Henry usually sleeps with us, but last night was one of the rare occasions he decided to sleep downstairs. At about 4AM he arrived in our bed, shaking like a leaf and panting as though he had run a race. WHAT HAPPENED? It took us about 45 minutes of hugging and petting and whispering to get him to calm down. It finally ended when Henry and my husband feel asleep in spoon position, Henry being held securely in his arms. Has anyone experienced this? Friends have suggested perhaps a nightmare, but I would love to know what all of you have to say. Thanks so much!


----------



## morriscsps (Aug 17, 2010)

Gosh, I have no idea. Poor little guy.


----------



## whimsy (Apr 3, 2010)

Whimsy acts like that when there is thunder in the area..shakes and pants. Any chance of that in your area?? Not really the time of year for it, but with the weather being so strange ya just never know


----------



## Sheri (Oct 11, 2008)

Sounds like _something_ scared him, whether is was a dream or something else. How sweet that he knew just where to run to, though, poor little guy!


----------



## wynne (Apr 30, 2011)

awe poor guy. Sounds like a nightmare! Maya will occasiomally start barking and growling in her sleep.


----------



## StarrLhasa (Jun 6, 2010)

In the middle of the night, sounds can carry much farther than in the daytime. Perhaps there was an animal sound that frightened him. Do you have coyotes near your home? Could a raccoon have knocked over a neighbors garbage can?

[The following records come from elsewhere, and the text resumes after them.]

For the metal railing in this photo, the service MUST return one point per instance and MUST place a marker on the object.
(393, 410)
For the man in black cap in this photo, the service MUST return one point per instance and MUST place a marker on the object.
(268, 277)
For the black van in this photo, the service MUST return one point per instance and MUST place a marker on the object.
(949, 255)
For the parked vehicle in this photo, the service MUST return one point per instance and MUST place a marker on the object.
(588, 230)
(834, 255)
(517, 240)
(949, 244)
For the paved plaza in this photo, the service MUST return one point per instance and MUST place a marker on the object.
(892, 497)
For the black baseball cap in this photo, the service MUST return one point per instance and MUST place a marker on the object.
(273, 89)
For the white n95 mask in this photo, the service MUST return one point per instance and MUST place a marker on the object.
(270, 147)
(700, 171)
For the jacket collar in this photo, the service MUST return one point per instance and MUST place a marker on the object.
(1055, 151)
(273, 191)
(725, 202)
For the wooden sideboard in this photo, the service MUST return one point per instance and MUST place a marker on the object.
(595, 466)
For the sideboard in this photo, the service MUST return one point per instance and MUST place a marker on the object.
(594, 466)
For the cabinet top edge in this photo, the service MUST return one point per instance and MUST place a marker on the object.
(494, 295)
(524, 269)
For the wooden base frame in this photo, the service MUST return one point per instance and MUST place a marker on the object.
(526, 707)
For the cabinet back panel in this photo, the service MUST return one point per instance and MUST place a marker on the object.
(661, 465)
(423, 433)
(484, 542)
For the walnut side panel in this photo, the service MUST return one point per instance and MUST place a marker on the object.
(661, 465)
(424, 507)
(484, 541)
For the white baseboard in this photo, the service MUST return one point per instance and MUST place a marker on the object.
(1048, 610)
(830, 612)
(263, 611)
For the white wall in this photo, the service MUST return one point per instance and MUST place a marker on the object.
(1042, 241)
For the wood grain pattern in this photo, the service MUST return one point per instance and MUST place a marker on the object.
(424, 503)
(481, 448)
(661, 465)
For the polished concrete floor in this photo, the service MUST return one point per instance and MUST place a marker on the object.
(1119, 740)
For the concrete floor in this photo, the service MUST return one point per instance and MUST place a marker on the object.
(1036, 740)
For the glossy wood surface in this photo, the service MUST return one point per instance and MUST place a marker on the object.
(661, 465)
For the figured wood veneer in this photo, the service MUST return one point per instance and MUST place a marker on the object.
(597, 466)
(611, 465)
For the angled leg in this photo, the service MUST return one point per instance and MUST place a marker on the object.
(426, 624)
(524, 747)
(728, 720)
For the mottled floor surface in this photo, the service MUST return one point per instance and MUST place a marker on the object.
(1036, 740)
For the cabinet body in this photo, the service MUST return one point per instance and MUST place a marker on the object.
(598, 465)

Or, it could be that he woke up and could not find his people and maybe that scared him.

Just guessing.


----------



## Thumper (Feb 18, 2007)

That is odd, could it have been pain? When Gucci gets a belly ache sometimes she'll get all shaky and pant, its happened a few times and I've noticed she is usually constipated afterwards, so I always thought it was her stomach hurting her, she'll lay on my chest and shake and pant pant pant, it'll last about 20 minutes and then she's fine.. I suppose I never considered a night mare because she's' awake. Her nightmares are usually of her sleep barking 'yipping' and grumbling in her sleep. sometimes it wakes me up and I have to wake her up to get her to stop yapping in her sleep.

Kara


----------



## Sheri (Oct 11, 2008)

Oh, Kara, I'd forgotten that happened with Tucker a few times, too, when he was younger! It was horrible, and usually happened with him during the middle of the night, and I still don't know what caused it except that he was in pain.


----------



## motherslittlehelper (Mar 18, 2010)

Haven't had it happen with the Havs. But I have been holding Augie when he is sleeping and, I am sure, dreaming. His feet will twitch and his nose, and he yips. I don't think it is far-fetched to think they could have nightmares or hear a scary noise in the night and become frightened. 

One of my cockatiels gets night frights and thrashes in his cage - have to leave a low light on in the bird room.


----------



## gelbergirl (Jun 9, 2007)

wish him better dreams, and that he sleeps soundly . . . .


----------



## ivyagogo (Sep 11, 2007)

Poor Henry. Gryff does have nightmares sometimes, but usually he just makes crying or whimpering sounds in his sleep and it stops as soon as I wake him up. Something must have spooked him. Perhaps he woke up and had forgotten he wasn't sleeping with you and it scared him.


----------



## FancyNancy (Oct 7, 2009)

Thank you all for your kind words and ideas! I guess it was a spooky nightmare or something. I always find it hard to believe how much like human babies our little Havs are - down to having bad dreams and needing their mommies. I'm only too happy to be the one he comes running to, and I know all of you are the same. That is what we all have in common.


----------